TeraWulf (WULF), a U.S. data center operator focused on bitcoin mining and AI computing, saw its shares fall early Wednesday, after the company announced a $900 million capital raise.
The company priced 47.4 million shares at $19 each. WULF is down 5.8% at $19.73 in early trading. The underwriters’ repurchase option covers an additional 7 million shares.
Alongside other AI infrastructure names, WULF is experiencing meteoric growth, increasing by more than 50% since the end of March.
Proceeds are intended to fund the construction of a major data center campus in Hawesville, Kentucky, as well as repay ongoing bridge financing and support future expansion.
Preliminary first quarter results
Along with the offering, TeraWulf released its preliminary results for the first quarter of 2026. The company expects revenue to be between $30 million and $35 million. The balance sheet showed $3.1 billion in cash and $5.8 billion in total debt.
Management highlighted a growing shift toward contracted HPC hosting revenue, which now accounts for more than half of total revenue, positioning the company for more stable, long-term cash flow.
Compass Point analyst Michael Donovan, who has a Buy rating and $28 price target on WULF, highlighted the mix shift toward HPC as a positive inflection point for the company, with contract hosting revenue surpassing Bitcoin mining for the first time. He also sees the capital increase as a necessary step to unlock the next phase of growth. While acknowledging the dilution, he said the additional funding improves visibility on construction of the Kentucky site, which he said will be developed in phases based on customer demand. He added that demand for TeraWulf’s energy and accommodation capacity remains strong.

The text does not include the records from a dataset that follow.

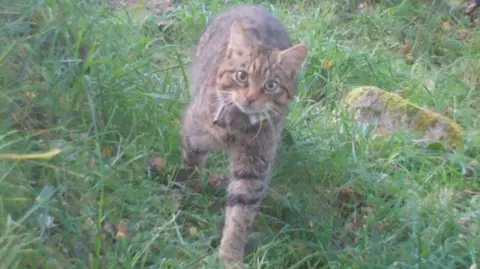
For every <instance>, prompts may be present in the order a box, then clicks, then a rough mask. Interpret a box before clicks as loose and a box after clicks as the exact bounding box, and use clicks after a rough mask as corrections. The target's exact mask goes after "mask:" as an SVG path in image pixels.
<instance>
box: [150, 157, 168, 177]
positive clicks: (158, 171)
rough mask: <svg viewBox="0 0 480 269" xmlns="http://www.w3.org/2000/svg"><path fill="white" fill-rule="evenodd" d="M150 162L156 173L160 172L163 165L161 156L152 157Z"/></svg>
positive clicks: (164, 164) (163, 159)
mask: <svg viewBox="0 0 480 269" xmlns="http://www.w3.org/2000/svg"><path fill="white" fill-rule="evenodd" d="M152 163H153V167H154V168H155V171H157V173H160V172H161V171H162V170H163V168H164V166H165V161H164V159H163V158H162V157H155V158H153V160H152Z"/></svg>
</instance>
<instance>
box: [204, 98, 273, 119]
mask: <svg viewBox="0 0 480 269" xmlns="http://www.w3.org/2000/svg"><path fill="white" fill-rule="evenodd" d="M229 105H234V106H235V107H236V108H238V109H239V110H240V111H241V112H242V113H243V114H245V116H247V118H248V119H249V120H250V124H255V123H258V122H259V121H262V120H263V119H264V118H265V113H264V112H263V111H258V110H257V109H254V108H251V107H247V106H244V105H242V104H240V103H238V102H235V101H231V102H228V103H226V104H221V105H219V106H218V108H217V110H216V111H215V116H214V118H213V124H217V123H218V121H219V120H220V118H221V117H222V116H223V115H224V114H225V111H226V109H227V107H228V106H229Z"/></svg>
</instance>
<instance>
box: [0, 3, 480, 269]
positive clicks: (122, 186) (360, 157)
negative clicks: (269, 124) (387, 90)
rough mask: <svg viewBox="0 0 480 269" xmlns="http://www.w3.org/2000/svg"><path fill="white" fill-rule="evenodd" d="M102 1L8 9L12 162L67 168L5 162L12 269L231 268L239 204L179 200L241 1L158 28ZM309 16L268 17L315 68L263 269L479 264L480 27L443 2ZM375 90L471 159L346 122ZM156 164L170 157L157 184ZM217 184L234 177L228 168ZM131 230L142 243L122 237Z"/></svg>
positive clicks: (7, 21)
mask: <svg viewBox="0 0 480 269" xmlns="http://www.w3.org/2000/svg"><path fill="white" fill-rule="evenodd" d="M87 2H90V3H87ZM98 2H99V1H74V0H38V1H36V0H3V1H1V8H0V13H1V14H0V19H1V26H0V27H1V32H0V48H1V49H0V66H1V72H0V114H1V117H0V153H31V152H39V151H41V152H43V151H48V150H50V149H51V148H54V147H58V148H61V149H62V153H61V154H60V155H58V156H56V157H54V158H53V159H50V160H21V161H20V160H3V159H2V160H0V267H1V268H12V269H13V268H22V269H23V268H220V266H219V263H218V261H217V259H216V257H217V256H216V246H217V245H218V242H219V238H220V231H221V225H222V224H221V223H222V214H223V207H222V206H221V204H222V199H223V197H222V196H221V195H218V194H216V193H214V192H211V191H205V192H200V193H198V192H193V191H191V190H186V189H182V188H180V189H179V188H176V187H175V186H174V184H173V182H172V178H173V176H174V174H175V173H176V171H177V170H178V168H179V165H180V161H181V156H180V152H181V150H180V149H181V144H180V141H181V140H180V135H179V133H180V125H179V121H180V119H181V116H182V113H183V109H184V107H185V104H186V103H187V102H188V100H189V98H190V96H189V83H188V78H187V76H188V70H189V61H190V53H191V49H192V48H193V46H194V44H195V41H196V40H197V39H198V34H199V33H200V32H201V30H202V29H203V28H204V26H205V24H206V23H207V22H208V21H209V20H210V19H211V18H212V17H213V16H214V15H215V14H216V13H217V12H218V11H220V10H221V9H223V8H224V5H225V4H223V2H224V1H221V0H212V1H205V2H206V3H205V2H203V1H194V0H185V1H180V2H181V3H180V4H179V5H177V6H176V8H175V9H174V10H172V11H171V12H169V13H168V14H160V15H157V16H154V15H152V14H150V15H149V16H147V17H145V14H147V13H141V14H140V13H138V12H137V13H135V14H134V16H129V15H127V13H125V12H123V11H119V10H117V11H112V10H110V9H109V8H108V7H107V6H105V5H101V4H98ZM229 2H232V1H229ZM256 2H257V3H258V1H256ZM270 2H271V3H273V2H276V1H270ZM293 2H294V1H278V3H276V4H269V3H267V1H265V5H266V6H268V7H271V8H272V10H273V12H274V13H275V14H277V15H278V16H280V17H281V18H282V20H283V21H284V22H285V24H286V25H287V27H288V28H289V30H290V32H291V34H292V37H293V38H294V39H295V40H296V42H305V43H306V44H307V45H308V46H309V47H310V54H309V58H308V61H307V63H306V65H305V68H304V70H303V72H302V74H301V78H300V80H299V83H300V90H299V92H300V93H299V96H298V99H296V100H295V101H294V102H293V103H292V104H291V109H290V114H289V116H288V123H287V129H288V131H289V133H290V134H291V137H292V138H293V139H292V140H289V141H287V140H285V141H284V144H283V146H282V148H281V150H280V152H279V157H278V162H277V165H276V167H275V170H274V177H273V180H272V185H271V189H272V191H271V195H270V198H268V199H267V200H266V201H265V203H264V204H263V207H262V209H261V213H260V215H259V216H258V219H257V221H256V223H255V227H254V231H255V232H257V233H255V234H254V235H260V236H259V237H258V236H257V238H256V239H257V243H256V244H252V245H254V246H255V245H256V247H255V248H251V249H250V251H249V256H248V257H247V259H246V262H247V263H248V264H249V265H250V268H292V269H293V268H369V269H370V268H469V266H470V265H472V264H473V263H475V262H477V263H478V262H479V261H480V253H479V251H480V228H479V224H480V211H479V208H480V183H479V178H478V174H479V172H480V171H479V170H478V167H477V168H473V169H471V167H469V165H468V164H469V163H470V162H471V160H473V159H477V160H478V159H479V156H480V135H479V128H480V122H479V120H480V117H479V116H478V115H479V114H480V73H479V70H480V30H479V28H475V27H470V26H469V21H468V18H466V17H464V16H463V15H461V14H460V12H458V10H457V9H453V10H449V9H447V8H446V6H445V5H444V4H440V2H441V1H393V0H391V1H382V2H381V3H380V4H379V5H377V6H375V7H374V8H372V9H368V10H366V11H365V12H364V13H359V12H356V11H355V9H356V4H354V3H353V2H354V1H335V0H328V1H320V2H322V4H321V5H319V4H318V3H316V2H317V1H297V2H298V3H297V4H294V3H293ZM430 2H432V3H433V2H435V3H437V4H435V5H432V4H431V3H430ZM229 4H231V3H229ZM477 16H478V15H477ZM143 18H145V20H142V19H143ZM157 21H166V22H167V23H168V25H167V27H162V29H160V30H159V27H158V26H157ZM444 21H448V22H449V24H450V26H451V28H448V27H443V28H442V27H441V26H442V22H444ZM463 32H468V40H467V41H466V42H464V41H462V35H463V34H462V33H463ZM405 39H408V40H409V41H410V43H411V45H410V47H411V52H412V54H413V57H414V61H413V62H410V61H408V60H406V59H405V56H404V54H403V52H402V49H401V48H402V45H403V42H404V40H405ZM326 61H331V62H332V63H333V65H332V67H331V68H329V69H324V68H322V65H323V64H324V63H325V62H326ZM426 84H428V85H429V87H430V90H427V89H426V87H425V85H426ZM359 85H376V86H379V87H383V88H385V89H387V90H390V91H395V92H399V93H400V94H401V95H402V96H405V97H408V98H409V99H410V100H412V101H413V102H415V103H417V104H419V105H422V106H426V107H429V108H432V109H435V110H436V111H439V112H442V113H444V114H446V115H449V116H451V117H453V118H454V119H456V120H457V121H458V122H459V123H460V124H461V125H462V126H463V127H464V128H465V135H466V143H465V146H464V147H462V148H459V149H456V150H434V149H431V148H424V147H421V146H419V145H417V144H415V142H414V141H412V140H411V139H409V138H408V137H407V136H405V135H401V134H399V135H392V136H390V137H385V138H382V139H373V138H372V135H371V133H370V132H369V130H368V129H366V128H363V127H361V126H357V125H355V124H353V123H352V122H351V121H350V120H349V119H348V117H346V116H347V115H346V114H344V113H341V114H340V115H338V113H337V112H336V111H338V108H339V107H340V103H339V100H340V97H341V96H342V94H344V93H345V92H346V91H348V90H350V89H351V88H353V87H355V86H359ZM432 85H434V87H433V88H432V87H431V86H432ZM32 94H34V97H32ZM320 97H322V98H320ZM319 99H321V100H319ZM150 155H154V156H161V157H162V158H164V162H165V166H164V168H163V170H162V171H160V173H158V174H156V175H155V174H152V173H149V172H148V171H149V170H148V169H147V167H148V165H147V164H148V158H149V156H150ZM210 167H211V172H212V173H216V172H219V171H225V170H226V164H225V161H224V159H223V158H222V156H221V155H215V156H214V157H213V158H212V160H211V161H210ZM475 169H476V170H475ZM217 201H218V203H217ZM45 216H49V217H53V223H54V224H55V226H54V227H49V226H47V227H46V223H47V222H46V221H44V219H45ZM122 221H128V225H127V226H128V229H129V233H128V235H127V236H126V237H116V236H115V233H116V232H115V229H116V228H115V226H116V225H118V224H119V223H121V222H122ZM258 232H259V233H258ZM252 238H253V237H252ZM253 239H255V238H253ZM253 239H252V242H254V241H255V240H253Z"/></svg>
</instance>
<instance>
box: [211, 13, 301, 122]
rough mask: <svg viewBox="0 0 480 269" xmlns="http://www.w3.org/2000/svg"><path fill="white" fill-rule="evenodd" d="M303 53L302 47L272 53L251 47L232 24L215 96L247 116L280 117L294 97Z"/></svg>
mask: <svg viewBox="0 0 480 269" xmlns="http://www.w3.org/2000/svg"><path fill="white" fill-rule="evenodd" d="M307 53H308V48H307V47H306V46H305V45H296V46H293V47H291V48H288V49H286V50H272V49H268V48H265V47H263V46H260V45H258V44H255V43H254V40H253V39H252V38H251V36H250V35H249V34H248V32H246V31H245V29H244V28H243V26H242V25H241V24H240V23H239V22H238V21H234V22H233V24H232V26H231V31H230V39H229V43H228V46H227V53H226V58H225V60H224V62H223V63H222V64H221V65H220V66H219V69H218V72H217V78H216V90H217V96H218V98H219V99H220V101H221V102H222V103H223V104H231V105H235V106H236V107H238V109H239V110H241V111H242V112H243V113H245V114H247V115H248V116H252V117H256V116H258V115H261V116H265V117H272V116H274V115H279V114H283V111H284V110H285V107H286V105H287V104H288V102H289V101H290V99H291V98H292V97H293V96H294V95H295V91H296V75H297V72H298V71H299V70H300V68H301V66H302V64H303V62H304V60H305V58H306V56H307Z"/></svg>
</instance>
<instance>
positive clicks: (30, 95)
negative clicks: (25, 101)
mask: <svg viewBox="0 0 480 269" xmlns="http://www.w3.org/2000/svg"><path fill="white" fill-rule="evenodd" d="M36 96H37V95H36V94H35V93H34V92H25V93H24V94H23V97H25V99H27V100H31V99H33V98H35V97H36Z"/></svg>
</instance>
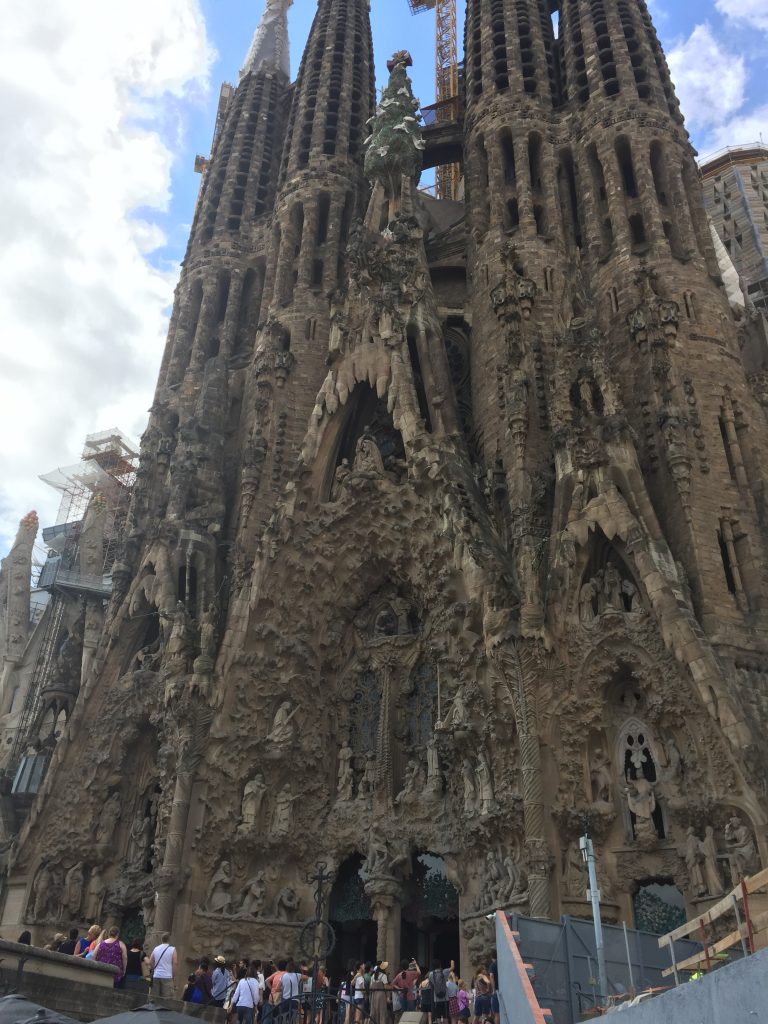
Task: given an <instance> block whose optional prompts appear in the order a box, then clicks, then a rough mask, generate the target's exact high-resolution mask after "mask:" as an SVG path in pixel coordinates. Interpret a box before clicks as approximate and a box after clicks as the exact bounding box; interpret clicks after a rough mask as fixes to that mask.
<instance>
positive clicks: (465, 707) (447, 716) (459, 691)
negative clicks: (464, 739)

Looking ahead, Donovan expects the company’s revenue profile to change significantly as HPC evolves. He predicts that contract hosting will become the primary revenue driver over the next two years, reducing dependence on Bitcoin price fluctuations and promoting a more predictable revenue stream.
This shift reflects a broader trend in the industry, as Bitcoin miners increasingly turn to AI and high-performance computing infrastructure to diversify revenue streams and improve margins.